Understanding the Mechanism of Translational Impacts on Traumatic Brain Injury through a Novel Experimental Setup

Traumatic brain injury (TBI) is a critical health concern arising from various incidents, such as blasts, falls, and car accidents, involving translational impacts. To probe the mechanisms underlying these impacts, we devised an innovative experimental setup. Our approach involves the construction of a head surrogate, where a hydrogel brain model is bathed in a fluid layer mimicking cerebrospinal fluid (CSF). A transparent plastic material for the skull facilitates the visualization of brain deformation. Pressure sensors were strategically mounted at the coup and contrecoup regions to measure CSF pressure during impact (5 ms). Pressure at the impact region was lower than those at the opposite region, mainly due to cavitation in the latter.

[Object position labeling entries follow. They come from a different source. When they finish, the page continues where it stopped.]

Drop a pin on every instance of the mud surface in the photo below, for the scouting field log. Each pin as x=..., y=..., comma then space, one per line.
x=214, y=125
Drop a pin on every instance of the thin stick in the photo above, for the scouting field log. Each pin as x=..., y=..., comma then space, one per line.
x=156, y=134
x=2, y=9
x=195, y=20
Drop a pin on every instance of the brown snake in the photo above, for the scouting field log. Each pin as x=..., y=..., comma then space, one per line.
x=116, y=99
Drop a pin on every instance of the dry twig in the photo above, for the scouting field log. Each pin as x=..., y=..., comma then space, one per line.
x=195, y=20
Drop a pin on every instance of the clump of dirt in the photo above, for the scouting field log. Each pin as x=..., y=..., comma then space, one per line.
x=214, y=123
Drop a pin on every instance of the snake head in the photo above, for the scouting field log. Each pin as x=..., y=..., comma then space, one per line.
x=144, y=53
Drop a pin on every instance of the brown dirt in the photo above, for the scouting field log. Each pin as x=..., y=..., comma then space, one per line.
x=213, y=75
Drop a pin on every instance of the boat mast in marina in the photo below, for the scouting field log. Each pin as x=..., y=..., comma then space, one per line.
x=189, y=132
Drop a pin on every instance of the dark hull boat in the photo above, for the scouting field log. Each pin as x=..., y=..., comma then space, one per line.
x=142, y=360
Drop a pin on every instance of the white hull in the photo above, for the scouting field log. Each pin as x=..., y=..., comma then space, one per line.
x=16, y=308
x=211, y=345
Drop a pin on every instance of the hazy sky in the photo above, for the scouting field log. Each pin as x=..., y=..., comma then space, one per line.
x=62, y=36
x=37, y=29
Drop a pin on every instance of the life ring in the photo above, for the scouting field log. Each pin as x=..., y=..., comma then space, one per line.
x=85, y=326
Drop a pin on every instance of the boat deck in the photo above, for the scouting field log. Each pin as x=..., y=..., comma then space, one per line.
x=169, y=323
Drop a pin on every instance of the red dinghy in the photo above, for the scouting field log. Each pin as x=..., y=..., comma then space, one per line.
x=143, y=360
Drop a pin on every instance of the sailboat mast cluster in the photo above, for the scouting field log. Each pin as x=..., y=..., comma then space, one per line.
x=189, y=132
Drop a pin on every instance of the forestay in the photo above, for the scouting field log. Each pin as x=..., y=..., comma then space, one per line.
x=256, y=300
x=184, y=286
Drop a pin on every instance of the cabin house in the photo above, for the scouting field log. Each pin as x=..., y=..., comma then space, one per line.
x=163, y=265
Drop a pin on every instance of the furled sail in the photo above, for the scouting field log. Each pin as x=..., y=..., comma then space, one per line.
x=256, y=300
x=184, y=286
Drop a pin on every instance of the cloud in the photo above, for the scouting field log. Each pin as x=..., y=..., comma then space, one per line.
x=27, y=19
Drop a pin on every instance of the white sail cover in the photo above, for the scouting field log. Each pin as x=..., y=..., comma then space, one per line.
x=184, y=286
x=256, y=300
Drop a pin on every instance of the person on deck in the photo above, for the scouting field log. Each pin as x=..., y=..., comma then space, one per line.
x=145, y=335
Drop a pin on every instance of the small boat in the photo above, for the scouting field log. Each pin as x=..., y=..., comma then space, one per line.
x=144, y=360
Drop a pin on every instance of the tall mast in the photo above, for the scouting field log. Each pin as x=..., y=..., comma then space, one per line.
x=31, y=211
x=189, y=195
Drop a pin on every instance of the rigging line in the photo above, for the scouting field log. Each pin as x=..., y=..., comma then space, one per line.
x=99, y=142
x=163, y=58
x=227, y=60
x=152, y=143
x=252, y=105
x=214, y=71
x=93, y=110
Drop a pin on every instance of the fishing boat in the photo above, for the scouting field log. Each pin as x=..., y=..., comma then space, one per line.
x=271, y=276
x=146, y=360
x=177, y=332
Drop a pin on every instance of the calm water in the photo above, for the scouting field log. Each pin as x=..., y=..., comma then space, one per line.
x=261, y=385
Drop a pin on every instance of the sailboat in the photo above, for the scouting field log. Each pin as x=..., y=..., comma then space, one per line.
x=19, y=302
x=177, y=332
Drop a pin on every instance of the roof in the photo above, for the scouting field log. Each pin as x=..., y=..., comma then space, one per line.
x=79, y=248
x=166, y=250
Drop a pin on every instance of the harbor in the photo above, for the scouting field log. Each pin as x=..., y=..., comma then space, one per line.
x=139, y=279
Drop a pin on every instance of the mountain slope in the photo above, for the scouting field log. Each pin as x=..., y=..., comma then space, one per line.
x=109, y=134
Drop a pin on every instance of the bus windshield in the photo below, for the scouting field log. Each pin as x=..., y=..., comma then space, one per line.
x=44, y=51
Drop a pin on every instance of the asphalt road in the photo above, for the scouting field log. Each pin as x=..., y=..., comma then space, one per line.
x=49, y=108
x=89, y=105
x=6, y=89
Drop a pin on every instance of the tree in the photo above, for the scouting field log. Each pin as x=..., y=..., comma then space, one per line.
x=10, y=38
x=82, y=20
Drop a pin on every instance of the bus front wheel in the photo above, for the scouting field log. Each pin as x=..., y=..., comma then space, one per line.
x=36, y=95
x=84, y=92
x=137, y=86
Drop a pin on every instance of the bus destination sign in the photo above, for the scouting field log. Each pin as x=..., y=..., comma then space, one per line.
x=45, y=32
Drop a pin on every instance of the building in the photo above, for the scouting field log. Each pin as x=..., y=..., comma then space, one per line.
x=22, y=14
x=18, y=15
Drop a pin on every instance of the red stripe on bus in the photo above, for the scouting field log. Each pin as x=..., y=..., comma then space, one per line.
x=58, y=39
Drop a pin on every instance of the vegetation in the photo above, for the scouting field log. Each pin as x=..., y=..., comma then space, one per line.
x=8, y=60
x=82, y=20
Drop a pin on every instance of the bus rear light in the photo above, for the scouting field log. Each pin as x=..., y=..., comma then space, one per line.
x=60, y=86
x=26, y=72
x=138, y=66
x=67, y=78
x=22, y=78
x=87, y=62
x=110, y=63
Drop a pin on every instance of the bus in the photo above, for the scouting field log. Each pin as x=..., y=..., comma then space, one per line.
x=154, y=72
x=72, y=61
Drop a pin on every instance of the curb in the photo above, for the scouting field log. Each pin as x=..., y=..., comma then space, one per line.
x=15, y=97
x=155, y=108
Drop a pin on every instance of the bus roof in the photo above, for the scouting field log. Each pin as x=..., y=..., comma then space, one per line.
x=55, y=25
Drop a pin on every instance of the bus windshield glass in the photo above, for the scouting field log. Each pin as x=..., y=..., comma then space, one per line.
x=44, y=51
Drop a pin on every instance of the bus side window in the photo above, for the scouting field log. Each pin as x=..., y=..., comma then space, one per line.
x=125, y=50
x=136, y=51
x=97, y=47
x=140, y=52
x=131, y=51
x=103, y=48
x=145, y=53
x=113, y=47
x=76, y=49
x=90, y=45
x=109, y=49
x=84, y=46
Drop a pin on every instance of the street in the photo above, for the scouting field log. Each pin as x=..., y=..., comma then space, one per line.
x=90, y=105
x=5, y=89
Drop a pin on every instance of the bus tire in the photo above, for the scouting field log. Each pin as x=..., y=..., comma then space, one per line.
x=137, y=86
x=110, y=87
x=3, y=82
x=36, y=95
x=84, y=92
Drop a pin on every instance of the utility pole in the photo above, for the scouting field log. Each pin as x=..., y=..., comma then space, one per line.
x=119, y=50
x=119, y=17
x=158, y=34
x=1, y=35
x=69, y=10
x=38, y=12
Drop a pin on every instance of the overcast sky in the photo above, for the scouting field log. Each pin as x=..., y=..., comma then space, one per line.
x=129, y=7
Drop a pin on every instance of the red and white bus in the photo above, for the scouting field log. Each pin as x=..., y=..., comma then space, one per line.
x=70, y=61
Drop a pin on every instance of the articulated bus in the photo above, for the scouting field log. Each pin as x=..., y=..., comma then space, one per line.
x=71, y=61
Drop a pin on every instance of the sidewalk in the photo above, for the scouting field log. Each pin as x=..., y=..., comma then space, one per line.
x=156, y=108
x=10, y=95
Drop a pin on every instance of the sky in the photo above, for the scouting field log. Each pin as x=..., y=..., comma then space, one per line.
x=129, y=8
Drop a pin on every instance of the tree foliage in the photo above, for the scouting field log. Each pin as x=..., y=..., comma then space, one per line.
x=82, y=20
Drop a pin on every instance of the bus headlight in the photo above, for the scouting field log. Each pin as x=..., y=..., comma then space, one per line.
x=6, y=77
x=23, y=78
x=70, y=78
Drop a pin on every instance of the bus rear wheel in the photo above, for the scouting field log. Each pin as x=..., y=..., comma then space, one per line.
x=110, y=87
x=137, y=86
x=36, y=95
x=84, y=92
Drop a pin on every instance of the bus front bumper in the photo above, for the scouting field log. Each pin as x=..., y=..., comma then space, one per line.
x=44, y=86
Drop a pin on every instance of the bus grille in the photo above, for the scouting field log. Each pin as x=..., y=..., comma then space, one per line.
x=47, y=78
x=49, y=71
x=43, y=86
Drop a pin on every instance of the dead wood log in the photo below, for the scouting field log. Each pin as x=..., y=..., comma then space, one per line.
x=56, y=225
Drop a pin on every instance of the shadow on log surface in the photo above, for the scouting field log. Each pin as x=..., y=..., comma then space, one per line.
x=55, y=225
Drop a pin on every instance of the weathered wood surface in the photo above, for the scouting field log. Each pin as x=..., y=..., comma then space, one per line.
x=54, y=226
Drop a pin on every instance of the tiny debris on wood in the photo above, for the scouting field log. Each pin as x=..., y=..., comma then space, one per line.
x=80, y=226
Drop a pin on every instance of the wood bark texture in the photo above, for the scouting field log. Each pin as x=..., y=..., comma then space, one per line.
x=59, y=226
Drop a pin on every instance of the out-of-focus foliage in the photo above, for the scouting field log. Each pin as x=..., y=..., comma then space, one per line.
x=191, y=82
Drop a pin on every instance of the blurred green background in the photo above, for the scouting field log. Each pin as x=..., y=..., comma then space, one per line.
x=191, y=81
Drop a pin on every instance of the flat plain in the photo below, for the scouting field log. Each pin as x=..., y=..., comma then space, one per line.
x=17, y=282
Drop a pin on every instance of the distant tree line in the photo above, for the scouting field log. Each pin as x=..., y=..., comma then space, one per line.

Notably, cavitation-induced brain damage poses a greater risk, given the violent microjets resulting from cavitation implosion. Moreover, the analysis of brain deformation, combined with pressure data, indicated that both said regions were more vulnerable. Our study highlights the interplay between CSF pressure and brain deformation in the mechanism leading to brain damage. By pinpointing the more prone regions, this research can inform and enhance clinical strategies, enabling a more focused approach to managing and mitigating TBI effects.